Ace:Comparing Collections

From Adapt

Revision as of 16:21, 26 May 2009 by Toaster (talk | contribs)
Jump to: navigation, search

The ACE AM allows you to compare collections to an external manifest. This is useful when you want to compare sites that have replicated data, or to verify all data was successfully loaded during ingestion.

There are two ways to compare collection, first from an external data file containing digests and filenames. The second is to register peer ACE AM installations and automatically compare collections as part of an audit.

Manually Compare

Manually comparing collections is a two step process. First a source list of digests and filenames needs to be generated. The second step is to load that list into an AM installation for comparison.
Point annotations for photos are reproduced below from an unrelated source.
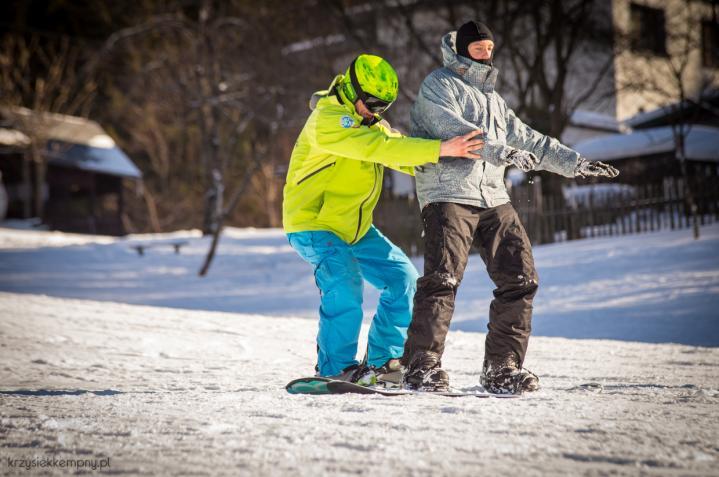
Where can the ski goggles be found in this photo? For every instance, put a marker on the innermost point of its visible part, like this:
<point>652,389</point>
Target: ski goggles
<point>373,104</point>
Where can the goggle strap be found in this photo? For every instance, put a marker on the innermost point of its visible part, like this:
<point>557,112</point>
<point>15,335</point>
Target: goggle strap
<point>355,84</point>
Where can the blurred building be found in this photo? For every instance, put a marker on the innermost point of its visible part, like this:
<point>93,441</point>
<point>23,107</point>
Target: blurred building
<point>65,169</point>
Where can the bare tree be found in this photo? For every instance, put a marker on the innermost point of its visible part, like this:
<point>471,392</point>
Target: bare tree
<point>667,72</point>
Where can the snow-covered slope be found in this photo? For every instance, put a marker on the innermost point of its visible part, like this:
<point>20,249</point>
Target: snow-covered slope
<point>657,287</point>
<point>169,391</point>
<point>194,383</point>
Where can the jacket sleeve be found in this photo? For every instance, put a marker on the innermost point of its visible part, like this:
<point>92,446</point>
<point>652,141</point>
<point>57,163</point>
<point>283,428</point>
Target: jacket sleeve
<point>329,134</point>
<point>553,156</point>
<point>440,114</point>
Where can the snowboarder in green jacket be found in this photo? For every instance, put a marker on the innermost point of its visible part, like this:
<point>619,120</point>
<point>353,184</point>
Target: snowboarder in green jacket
<point>333,184</point>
Step 1: Generate Digest List

The format of the list is a simple, SHA-256 digest, followed by one or more spaces or tabs, then the path to the file in the collection.

Example source list.

01348875911b94af38b35f304dcd75348f437734696e26b40fd868eecd687d35	/state/data/state/state-2007-10-ARC/state-20071001-aud-000000.arc.gz
365fe0af21237b750258f6b8c48b25964d0dd5c7d612748eff2f6526f43682bb	/state/data/state/state-2007-10-ARC/state-20071001-aud-000001.arc.gz
893298b40da08a1b9ce0c7994c8f2717cedb23d046936c8e24bd62655ca1962b	/state/data/state/state-2007-10-ARC/state-20071001-aud-000002.arc.gz
ba7cce400971bd56377e2d79a21192c63e0328e7651728345c49ebf35fb4999d	/state/data/state/state-2007-10-ARC/state-20071001-aud-000003.arc.gz
9827832cdfd4a9565422e41fd334eb09a23c835772184936ffebabb147eb5b8a	/state/data/state/state-2007-10-ARC/state-20071001-aud-000004.arc.gz
3d55a5b19dd6133e598fb29ff89444fb05196863c21d8773a03dbe16c0b42615	/state/data/state/state-2007-10-ARC/state-20071001-aud-000005.arc.gz
ea0880b33fb9b237299c7e92578f4881c820b93e3d130a5818e3b3a3e90b8872	/state/data/state/state-2007-10-ARC/state-20071001-aud-000006.arc.gz
45b632a3de7ca7c38a916242d78cedce6f11004cef99e4642194a48651db597f	/state/data/state/state-2007-10-ARC/state-20071001-aud-000007.arc.gz
bca0a7d6f78b9d46196bb502ef31782d0b3ea5a075ca61691bdd0a2ffc3cfd24	/state/data/state/state-2007-10-ARC/state-20071001-aud-000008.arc.gz
4ec209a01449552454b57d82e12c0848982010ebd7f36e4ac3206576819531cf	/state/data/state/state-2007-10-ARC/state-20071001-aud-000009.arc.gz
c4ed9102ba6e8f0ea5f9bfeb06318b3db2230733c5fd9a22b18405dcfe820a7f	/state/data/state/state-2007-10-ARC/state-20071001-aud-000010.arc.gz
b6f97b66eff760a3bbef4e7895be9432fa4dfcb206d42d789c5ecfb4343eadc1	/state/data/state/state-2007-10-ARC/state-20071001-aud-000011.arc.gz
ab3f8d618e51032418a3285fd24687f7a2a006cd546de43e575c72b1fed727e4	/state/data/state/state-2007-10-ARC/state-20071001-aud-000012.arc.gz

Directories must be separated by a /. This is different from Windows where directories are separated by a \.

The Audit Manager is able to supply a list of digests for a collection or directory.

  1. From the status page, select the collection you wish to generate a list for
  2. Click on more..., then 'Download Digests'. You will see a list of digests and filenames in the correct format. You can right-click and save the list to your hard drive.

Step 2: Upload to ACE

From the status screen, select the collection you wish to compare. Click the 'more...' link to bring up the drop down menu, then click 'Compare Collection'. You will see the following screen. Click on 'Browse' and select the name of the file you saved your digest link into during step 1. Click submit.

Compare-1.png


If everything in the file you submitted matches the selected collection, you will see the following summary showing no differences.

Compare-3.png


If, for some reason there are differences, then your screen may look something like the following:

Compare.png

There are four different ways in which collections may differ.

Files in original collection, but not in supplied
This is a list of files that appear in the collection being monitored by ACE, but do not appear in the uploaded file.
Files in supplied file, but not original collection
These are files that appear in the uploaded list, but not in the collection monitored by ACE.
Files with different names, but same digests
These are files which have the same content, but only differ in directory or name. This is seen when files are renamed and moved across different operating systems.
Files with same names, but different digests
These are files that have the same directory and name, but have different content. Most likely seen during a bad replication.